Wednesday, April 03, 2019

The NoSQL Aggregate Data Model



The aggregate data model is based on the idea that elements of a complex objects are often manipulated in a related fashion (Sadalage & Fowler, 2012). These aggregates are in part a solution to the object-relational impedance mismatch problem. By saving the object that exists within an application in a similar fashion within the database, it greatly simplifies saving and loading of that information. Relationships between aggregates is maintained by links. This allows the manipulation of one aggregate (a customer for example) be independent from a related aggregate (like an order). This linkage is somewhat similar to the relationships in the relational model, but differs in that the things being related are potentially of much higher complexity.

Within a document database, such as MongoDB, Binary JavaScript Object Notation (BSON) is used to store aggregates (Kaur & Rani, 2013). MongoDB supports the creation of an index to increase the speed of execution of a query. Documents within MongoDB are essentially serialized versions of classes, and in turn aggregates. MongoDB supports composition and associations. Composition is when one aggregate is embedded within another. An association is a link, as mentioned earlier. It is possible to query MongoDB to retrieve a particular field, or element of an aggregate (MongoDB Inc, n.d.). For example, consider an aggregate that represents a customer. The customer has a name, age, and address. It is possible to query all customers and project only the name and age fields.

The benefits of an aggregate data model is that allows for easy mapping to the object model within an application. If the object model is well constructed, the data model will be also. It also provides a reasonable partitioning mechanism, as the elements within an aggregate are closely related and should be stored physically close to each other. Another advantage of the aggregate data model is that retrieval of a given aggregate is simplified compared to that of the relational model. In the relational model, a transformation is often required to construct the object the calling application requires. Within the aggregate model, that work is not required.

A negative of the aggregate data model is that there are not abstraction layers, similar to views in the relational model. The consumer of an aggregate data model typically interacts directly with the data store. If the aggregate changes it is the responsibility of the consumer of the data to adjust to those changes. Additionally, I have firsthand experience attempting to retrieve information from an aggregate data model in a way that was not intended by the designers of the data model.
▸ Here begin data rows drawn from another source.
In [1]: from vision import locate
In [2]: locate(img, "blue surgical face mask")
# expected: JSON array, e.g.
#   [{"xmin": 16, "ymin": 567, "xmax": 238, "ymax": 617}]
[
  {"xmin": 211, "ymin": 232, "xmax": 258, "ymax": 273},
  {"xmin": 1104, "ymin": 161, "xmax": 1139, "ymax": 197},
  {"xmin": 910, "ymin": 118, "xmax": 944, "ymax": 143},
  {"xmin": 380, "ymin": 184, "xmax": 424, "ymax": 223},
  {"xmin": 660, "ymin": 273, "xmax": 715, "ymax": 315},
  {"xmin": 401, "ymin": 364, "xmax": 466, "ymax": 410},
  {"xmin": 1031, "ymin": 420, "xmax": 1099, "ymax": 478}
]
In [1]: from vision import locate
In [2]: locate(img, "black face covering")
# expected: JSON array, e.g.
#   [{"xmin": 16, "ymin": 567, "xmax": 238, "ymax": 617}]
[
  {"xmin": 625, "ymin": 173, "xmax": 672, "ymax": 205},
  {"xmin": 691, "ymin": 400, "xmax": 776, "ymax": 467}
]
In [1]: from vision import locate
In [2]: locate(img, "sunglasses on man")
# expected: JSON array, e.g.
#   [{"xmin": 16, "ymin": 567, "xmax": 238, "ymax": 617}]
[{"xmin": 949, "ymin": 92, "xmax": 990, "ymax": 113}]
In some systems, it is necessary to retrieve every entire document to perform analytics.

I have worked with NoSQL databases in the past. The term aggregate data model was not used, but the concept is valid. Typically, individuals refer to the database’s JSON, rather than an abstract concept. MongoDB refers to the concept as a “denormalized” model (Anonymous, n.d.). When the term aggregate is used, it typically relates to the analytical operation. This is yet another example of the lack of standardization within the NoSQL database space.

References
Anonymous. (n.d.). Data Model Design. Retrieved from https://docs.mongodb.com/manual/core/data-model-design/
Kaur, K., & Rani, R. (2013, 6-9 Oct. 2013). Modeling and querying data in NoSQL databases. Paper presented at the Big Data, 2013 IEEE International Conference on.
MongoDB Inc. (n.d.). Project Fields to Return from Query. Retrieved from https://docs.mongodb.com/manual/tutorial/project-fields-from-query-results/
Sadalage, P. J., & Fowler, M. (2012). NoSQL distilled: a brief guide to the emerging world of polyglot persistence: Pearson Education.